Based on the critical region, if the value of test statistics given by the sample lies in the critical region then the Ho is rejected, otherwise, Ho is not rejected.

In order to make a test powerful in the sense that the chance of making an incorrect decision is small, the critical region should consist of those values of test statistics which are least supportive of Ho (i.e. which lie in the direction of Ha).

Types of Error while making a decision

Since the decision is made on the basis of a sample and not the entire population or group, it is possible to make errors in concluding the null hypothesis.

Decision outcomes and related errors

Type I error is committed if we reject a true Null hypothesis, Ho. Type II error happens when we fail to reject a false Null hypothesis.

The probability of making a Type 1 error is the significance level which is under our control. We do not have explicit control over the probability of a Type II error. For a given significance level, we try to choose a test statistic such that the probability of a Type II error is small.

The correct decision is to reject a false null hypothesis. This decision is called the power of the test. The power function of the test can be defined as

power function = 1 − P(Type II error) or (1-β).

Thus, the power in hypothesis testing is the probability that a randomly selected sample will show that the null hypothesis is false when the null hypothesis is in fact false.

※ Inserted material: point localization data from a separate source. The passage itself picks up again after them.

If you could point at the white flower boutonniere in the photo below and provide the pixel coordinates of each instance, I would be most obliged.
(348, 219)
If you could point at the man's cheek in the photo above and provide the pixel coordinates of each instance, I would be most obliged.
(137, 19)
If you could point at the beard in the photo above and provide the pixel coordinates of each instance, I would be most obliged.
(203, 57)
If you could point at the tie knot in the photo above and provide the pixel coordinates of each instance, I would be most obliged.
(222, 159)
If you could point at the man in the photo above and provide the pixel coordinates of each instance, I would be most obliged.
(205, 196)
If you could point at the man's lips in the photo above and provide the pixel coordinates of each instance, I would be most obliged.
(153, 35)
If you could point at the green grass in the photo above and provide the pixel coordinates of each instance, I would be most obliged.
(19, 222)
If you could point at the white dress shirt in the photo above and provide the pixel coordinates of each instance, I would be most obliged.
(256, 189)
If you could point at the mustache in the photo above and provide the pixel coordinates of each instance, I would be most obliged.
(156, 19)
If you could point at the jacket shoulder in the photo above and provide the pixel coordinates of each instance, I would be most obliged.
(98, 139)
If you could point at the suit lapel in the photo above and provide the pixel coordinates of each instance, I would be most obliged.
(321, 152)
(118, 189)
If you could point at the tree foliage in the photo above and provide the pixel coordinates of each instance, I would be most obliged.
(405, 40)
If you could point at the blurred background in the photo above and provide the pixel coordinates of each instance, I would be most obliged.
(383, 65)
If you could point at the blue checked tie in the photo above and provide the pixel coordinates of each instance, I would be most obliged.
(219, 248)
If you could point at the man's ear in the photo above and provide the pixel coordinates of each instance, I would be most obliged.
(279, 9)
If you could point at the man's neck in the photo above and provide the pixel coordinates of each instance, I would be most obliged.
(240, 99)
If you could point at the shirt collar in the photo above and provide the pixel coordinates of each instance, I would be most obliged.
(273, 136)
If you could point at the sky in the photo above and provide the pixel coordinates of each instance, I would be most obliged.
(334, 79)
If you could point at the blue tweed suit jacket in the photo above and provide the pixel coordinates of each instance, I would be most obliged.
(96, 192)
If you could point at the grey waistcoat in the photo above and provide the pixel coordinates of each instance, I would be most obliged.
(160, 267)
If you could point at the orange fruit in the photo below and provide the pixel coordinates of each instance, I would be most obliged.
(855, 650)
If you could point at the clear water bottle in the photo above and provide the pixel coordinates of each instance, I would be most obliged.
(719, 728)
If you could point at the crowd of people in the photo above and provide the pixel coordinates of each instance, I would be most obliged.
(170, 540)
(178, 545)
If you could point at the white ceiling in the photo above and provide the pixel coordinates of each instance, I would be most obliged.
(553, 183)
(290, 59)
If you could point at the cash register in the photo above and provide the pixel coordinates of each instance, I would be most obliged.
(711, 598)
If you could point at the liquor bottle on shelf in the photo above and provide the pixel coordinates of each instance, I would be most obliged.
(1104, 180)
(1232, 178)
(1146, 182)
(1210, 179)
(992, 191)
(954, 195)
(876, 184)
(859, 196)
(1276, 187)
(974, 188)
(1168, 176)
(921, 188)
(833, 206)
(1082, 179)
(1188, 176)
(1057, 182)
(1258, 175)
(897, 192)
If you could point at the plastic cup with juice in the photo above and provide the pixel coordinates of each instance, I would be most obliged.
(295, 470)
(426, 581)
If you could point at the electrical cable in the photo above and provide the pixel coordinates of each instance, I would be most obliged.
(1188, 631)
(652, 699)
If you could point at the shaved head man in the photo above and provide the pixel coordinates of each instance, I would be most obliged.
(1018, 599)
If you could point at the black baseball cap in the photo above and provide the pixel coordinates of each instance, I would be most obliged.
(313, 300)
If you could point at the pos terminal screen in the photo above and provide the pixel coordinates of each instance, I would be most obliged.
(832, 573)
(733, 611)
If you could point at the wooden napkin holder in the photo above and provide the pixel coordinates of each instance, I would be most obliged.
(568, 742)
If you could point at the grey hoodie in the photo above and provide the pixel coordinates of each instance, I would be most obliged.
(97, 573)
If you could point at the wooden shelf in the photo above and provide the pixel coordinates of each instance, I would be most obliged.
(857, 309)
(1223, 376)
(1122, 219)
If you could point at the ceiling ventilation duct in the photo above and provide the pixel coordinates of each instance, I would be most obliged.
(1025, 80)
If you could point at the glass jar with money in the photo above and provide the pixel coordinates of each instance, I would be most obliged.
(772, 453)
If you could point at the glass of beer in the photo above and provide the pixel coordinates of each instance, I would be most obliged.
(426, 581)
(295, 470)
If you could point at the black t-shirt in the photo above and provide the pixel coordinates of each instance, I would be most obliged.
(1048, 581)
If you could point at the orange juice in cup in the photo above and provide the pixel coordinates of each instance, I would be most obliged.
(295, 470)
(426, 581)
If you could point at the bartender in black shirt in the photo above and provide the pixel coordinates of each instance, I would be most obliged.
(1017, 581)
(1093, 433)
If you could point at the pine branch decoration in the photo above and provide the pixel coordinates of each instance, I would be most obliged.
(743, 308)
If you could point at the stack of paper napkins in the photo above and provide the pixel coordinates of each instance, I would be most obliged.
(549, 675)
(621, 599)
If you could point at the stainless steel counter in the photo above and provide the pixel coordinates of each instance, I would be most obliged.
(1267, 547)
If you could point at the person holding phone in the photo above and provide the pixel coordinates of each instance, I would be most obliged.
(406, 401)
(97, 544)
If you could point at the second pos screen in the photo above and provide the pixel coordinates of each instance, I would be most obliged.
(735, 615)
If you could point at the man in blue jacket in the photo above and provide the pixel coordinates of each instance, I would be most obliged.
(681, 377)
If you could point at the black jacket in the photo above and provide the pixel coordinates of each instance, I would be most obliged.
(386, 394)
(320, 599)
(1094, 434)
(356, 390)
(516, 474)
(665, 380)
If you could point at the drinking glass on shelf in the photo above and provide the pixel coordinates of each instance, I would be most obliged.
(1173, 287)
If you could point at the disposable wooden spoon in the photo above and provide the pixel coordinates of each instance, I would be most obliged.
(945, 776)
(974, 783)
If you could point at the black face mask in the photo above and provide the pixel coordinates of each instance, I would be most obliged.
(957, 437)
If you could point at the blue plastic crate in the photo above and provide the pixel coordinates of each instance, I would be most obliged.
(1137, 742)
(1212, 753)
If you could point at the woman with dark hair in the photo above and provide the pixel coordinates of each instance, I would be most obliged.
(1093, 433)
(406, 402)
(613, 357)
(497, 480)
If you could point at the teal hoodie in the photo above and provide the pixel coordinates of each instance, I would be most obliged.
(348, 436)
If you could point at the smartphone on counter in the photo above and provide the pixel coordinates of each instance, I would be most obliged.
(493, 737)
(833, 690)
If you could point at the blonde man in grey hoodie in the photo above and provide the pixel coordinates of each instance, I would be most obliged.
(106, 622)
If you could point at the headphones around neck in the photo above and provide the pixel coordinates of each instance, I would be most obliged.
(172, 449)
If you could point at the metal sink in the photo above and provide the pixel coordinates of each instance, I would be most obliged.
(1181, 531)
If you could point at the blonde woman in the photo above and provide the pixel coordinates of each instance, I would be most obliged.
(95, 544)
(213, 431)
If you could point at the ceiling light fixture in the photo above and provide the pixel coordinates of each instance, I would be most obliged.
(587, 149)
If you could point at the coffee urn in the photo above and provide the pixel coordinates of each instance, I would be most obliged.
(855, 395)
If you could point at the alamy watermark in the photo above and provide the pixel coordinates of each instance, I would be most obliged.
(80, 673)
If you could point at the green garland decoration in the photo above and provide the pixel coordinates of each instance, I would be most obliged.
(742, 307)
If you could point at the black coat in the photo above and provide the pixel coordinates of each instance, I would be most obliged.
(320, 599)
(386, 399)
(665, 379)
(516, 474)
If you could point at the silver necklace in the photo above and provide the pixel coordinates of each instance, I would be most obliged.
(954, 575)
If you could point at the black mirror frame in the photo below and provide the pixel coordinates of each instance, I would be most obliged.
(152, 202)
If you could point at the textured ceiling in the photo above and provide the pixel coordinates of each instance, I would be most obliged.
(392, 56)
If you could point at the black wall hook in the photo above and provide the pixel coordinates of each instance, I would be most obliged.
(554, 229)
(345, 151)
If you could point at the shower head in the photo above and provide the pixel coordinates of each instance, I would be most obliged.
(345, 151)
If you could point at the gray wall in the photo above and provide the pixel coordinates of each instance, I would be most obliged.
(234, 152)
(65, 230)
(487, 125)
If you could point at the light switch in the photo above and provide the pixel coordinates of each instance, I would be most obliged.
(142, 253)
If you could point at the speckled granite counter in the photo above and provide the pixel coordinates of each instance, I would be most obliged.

Underlying Assumptions of Hypothesis Testing

Statistical hypothesis testing requires several assumptions like the method of sampling the data, the shape of the population distribution, and the sample size. The specific assumptions may vary, depending on the test or the conditions of testing. However, without exception, all statistical tests assume random sampling. Tests of hypotheses about means require that the population under consideration be normally distributed or that the sample size be larger than 50 because if the sample size is sufficiently large (N > 50), basing on the central limit theorem, the probabilities of all other possible sample means we could select would be normally distributed.

To summarise, one should define the Null and Alternate hypothesis carefully, and compute the test statistics based on the underlying assumptions for the sampling distribution of the sample mean, and make a decision to reject or not reject the null hypothesis based on either the p-value and significance level, or the critical value and the computed test statistics value.